These four universal principles constitute a working definition of the rule of law. They were developed in accordance with internationally accepted standards and norms, and were tested and refined in consultation with a wide variety of experts worldwide.
The four universal principles are further developed in the following nine factors of the annual WJP Rule of Law Index. Each edition of the Index relies on more than 110,000 household and expert surveys to measure how the rule of law is experienced and perceived in practical, everyday situations by the general public worldwide. Index findings have been cited by heads of state, chief justices, business leaders, and public officials, including coverage by more than 1,000 media outlets worldwide.
Based on World Justice Project Rule of Law Index, the data put Singapore, ranked 13, at the top of Asian countries for how the rule of law is experienced by common people.
It is closely followed by Japan which is ranked 14 out of 113 countries. South Korea is ranked 20th globally and is the third ranked state in Asia in terms of how people experience protection.
Mongolia has been building a steady democracy over the last two decades and is ranked 51 out of 113 countries. It is ahead of many Asian countries. Malaysia and Nepal are ranked 53 and 58 respectively. Nepal is closely followed by Sri Lanka. Sri Lanka is the biggest improver with moving up nine positions since the last index was released.
With the rise of religious right in India the country has seen a steady decline in rule of law. It is ranked 62. Indonesia ranked 63 has also been experiencing a rise in religious tensions alongside cases of corruption against the political leadership.

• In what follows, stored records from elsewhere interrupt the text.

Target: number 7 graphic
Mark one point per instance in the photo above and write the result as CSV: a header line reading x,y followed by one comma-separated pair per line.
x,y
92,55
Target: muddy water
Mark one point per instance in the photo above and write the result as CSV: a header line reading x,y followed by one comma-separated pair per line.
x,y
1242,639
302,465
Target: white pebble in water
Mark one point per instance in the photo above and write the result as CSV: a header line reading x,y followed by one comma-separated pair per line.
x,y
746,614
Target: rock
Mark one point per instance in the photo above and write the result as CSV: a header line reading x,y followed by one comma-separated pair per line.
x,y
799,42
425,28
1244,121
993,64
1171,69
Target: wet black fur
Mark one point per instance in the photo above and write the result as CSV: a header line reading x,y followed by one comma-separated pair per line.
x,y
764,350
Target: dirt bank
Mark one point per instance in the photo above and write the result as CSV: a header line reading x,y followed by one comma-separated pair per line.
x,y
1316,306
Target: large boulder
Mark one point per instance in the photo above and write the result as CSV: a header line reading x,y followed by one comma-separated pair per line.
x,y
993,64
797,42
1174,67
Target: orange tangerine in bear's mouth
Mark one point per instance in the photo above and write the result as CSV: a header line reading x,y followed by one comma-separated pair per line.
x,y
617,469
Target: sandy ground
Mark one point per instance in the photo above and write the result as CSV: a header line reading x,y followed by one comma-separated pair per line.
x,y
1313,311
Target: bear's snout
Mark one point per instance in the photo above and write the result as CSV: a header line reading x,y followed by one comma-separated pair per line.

Under military rule Thailand is ranked 71 out of 113 countries, followed by Vietnam and China ranked 74 and 75 respectively.
The Philippines is among the lesser ranked countries at 88, followed by Myanmar at 100. Bangladesh and Pakistan are very low in the list of 113 countries.
Cambodia is the lowest ranked country at 112 out of 113 countries. As the ranking is the reflection of peoples’ perception, the Cambodians’ perception of the state of law in their country is the worst amongst all other regional countries.